As a way of helping this province identify and address its fiscal problems, in their guest column “Imagining Newfoundland and Labrador, post-pandemic — Part 2,” David Vardy and Ron Penney propose the establishment of an external/expert advisory council reporting directly to the premier.
It seems however, and at least in part, the advisory council proposal is built on the limited if not faulty premise that Muskrat Falls was/is “our fault.”
The proposed provincial external advisory council seems to exclude the need for federal participation/buy-in. Accordingly, at the federal level, it is more likely to be dead on arrival.
Would any Newfoundlander or Labradorian argue today that in the 1960s when Ottawa failed to exercise its constitutional authority (and perhaps duty) to allow the transmission of Upper Churchill power through Quebec, that Ottawa was thereby not (at least in part) “at fault” for the travesty that became the Upper Churchill contract?
And here we are today, knowing full well that when the federal government provided billions in loan guarantees to the province, Ottawa became the enabler. Ottawa backstopped “our” Muskrat Falls fiasco largely for the purpose of meeting Ottawa and Nova Scotia’s greenhouse gas emission reduction requirements.

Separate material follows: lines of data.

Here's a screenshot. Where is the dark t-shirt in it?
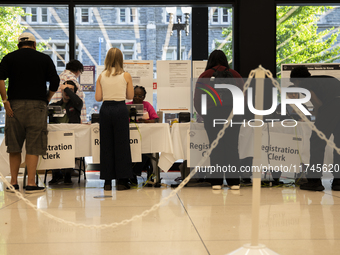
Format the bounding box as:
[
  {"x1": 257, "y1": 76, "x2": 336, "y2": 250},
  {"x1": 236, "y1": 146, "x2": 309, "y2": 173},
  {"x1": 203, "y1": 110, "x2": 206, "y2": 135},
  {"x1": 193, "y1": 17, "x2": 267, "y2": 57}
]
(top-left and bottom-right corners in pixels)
[
  {"x1": 0, "y1": 48, "x2": 59, "y2": 101},
  {"x1": 299, "y1": 75, "x2": 340, "y2": 105}
]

Accordingly, if this province’s fiscal mess is to be cleaned up, any council/committee process from its very conception (planning and organizational structure point of view) has to recognize, reflect and incorporate — both in form and function — meaningful federal and provincial government participation in its design and execution.
A provincial/external/expert/economic-only council will not get the job done.
While the problem may very well be ours, the cause of its failure never was ours alone.
A narrow provincial/external/expert and largely economic-only approach would have process failure built in (e.g. would such an approach be all that different from the early and singe-minded planning approach that Nalcor used to select Muskrat Falls as our energy least-cost option)?
Rational and effective planning, problem identification and solving requires a horizontal, collaborative, federal-provincial, and bottom-up analysis structure, as well as an external advisory component.
The failure of our political structure is perhaps the greater issue — our fiscal problem only a symptom. A provincial and economic-only advisory council would be akin to putting a new coat of paint on our rotten clapboard.
From the very beginning (and from a process perspective) success must be built-in.